Detection in whole blood of autoantibodies for the diagnosis of connective tissue diseases in near patient testing condition

PLoS One. 2018 Aug 30;13(8):e0202736. doi: 10.1371/journal.pone.0202736. eCollection 2018.

Abstract

A novel technology, photonic ring immunoassay (PRI), for detecting 12 autoantibodies simultaneously in whole blood in less than 15 minutes was evaluated by comparing results from 235 clinically diagnosed patients with standard laboratory tests.
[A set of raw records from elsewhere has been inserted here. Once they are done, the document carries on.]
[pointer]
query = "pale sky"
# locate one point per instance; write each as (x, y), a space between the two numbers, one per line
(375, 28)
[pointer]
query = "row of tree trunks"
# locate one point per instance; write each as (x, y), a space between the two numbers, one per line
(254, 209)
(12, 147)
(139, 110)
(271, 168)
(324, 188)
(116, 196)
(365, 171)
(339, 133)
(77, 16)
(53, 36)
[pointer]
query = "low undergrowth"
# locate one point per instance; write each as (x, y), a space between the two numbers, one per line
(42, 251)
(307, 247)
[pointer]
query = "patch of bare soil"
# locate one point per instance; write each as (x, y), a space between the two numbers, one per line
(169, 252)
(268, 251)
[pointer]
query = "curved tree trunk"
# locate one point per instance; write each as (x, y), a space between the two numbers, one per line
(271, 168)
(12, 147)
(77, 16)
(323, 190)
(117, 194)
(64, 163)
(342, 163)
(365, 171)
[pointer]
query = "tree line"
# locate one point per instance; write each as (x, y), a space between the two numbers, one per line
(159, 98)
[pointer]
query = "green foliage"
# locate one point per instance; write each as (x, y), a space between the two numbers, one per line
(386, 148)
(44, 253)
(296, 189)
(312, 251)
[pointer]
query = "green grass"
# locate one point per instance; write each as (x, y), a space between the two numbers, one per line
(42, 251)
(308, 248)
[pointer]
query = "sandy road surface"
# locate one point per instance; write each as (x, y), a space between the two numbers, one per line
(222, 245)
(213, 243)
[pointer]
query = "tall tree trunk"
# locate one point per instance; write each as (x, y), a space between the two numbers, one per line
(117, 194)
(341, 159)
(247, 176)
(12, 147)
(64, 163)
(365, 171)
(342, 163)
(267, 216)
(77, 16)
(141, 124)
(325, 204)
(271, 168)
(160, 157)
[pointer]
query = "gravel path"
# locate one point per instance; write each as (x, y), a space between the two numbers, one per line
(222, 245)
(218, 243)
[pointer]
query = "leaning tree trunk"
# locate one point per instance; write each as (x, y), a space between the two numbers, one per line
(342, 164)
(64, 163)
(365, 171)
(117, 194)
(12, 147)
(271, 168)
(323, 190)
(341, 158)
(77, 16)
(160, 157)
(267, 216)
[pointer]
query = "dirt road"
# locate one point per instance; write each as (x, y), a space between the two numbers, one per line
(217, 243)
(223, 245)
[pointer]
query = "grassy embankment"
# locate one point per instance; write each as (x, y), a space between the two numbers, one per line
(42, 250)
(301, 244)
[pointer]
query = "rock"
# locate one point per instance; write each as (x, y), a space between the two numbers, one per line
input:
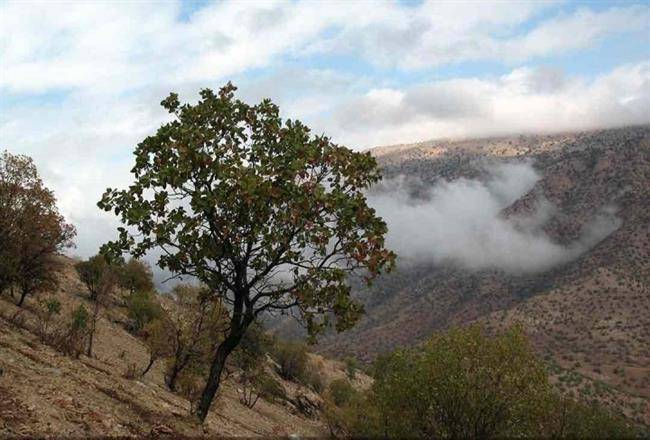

The overall agreement was greater than 91% for 10 of the 12 assays, with positive percent agreement greater than 89% for 9 of the assays and negative percent agreement greater than 91% for 10 of them. Thus, the clinical sensitivities and specificities were similar for the 2 methods. In addition, 199 normal blood donors were tested on the ANA 12 PRI, yielding specificities greater than 97.5% for all assays. This proof of concept study shows that this new system is suitable for point of care testing for clinically useful autoantibodies, allowing the doctor to have test results in minutes rather than days.

Publication types

  • Research Support, Non-U.S. Gov't

MeSH terms

  • Autoantibodies / blood*
  • Blood Donors
  • Connective Tissue Diseases / diagnosis*
  • Humans
  • Immunoassay / methods*
  • Laboratories
  • Sensitivity and Specificity

Substances

  • Autoantibodies

Grant support

Funding for the study (materials, arrays etc.) was provided by Genalyte Inc. SM, AW and RB are Genalyte Inc employees. The funder provided support in the form of salaries for authors SM, AW and RB, but did not have any additional role in the study design, data collection and analysis, decision to publish, or preparation of the manuscript. The specific roles of these authors are articulated in the ‘author contributions’ section.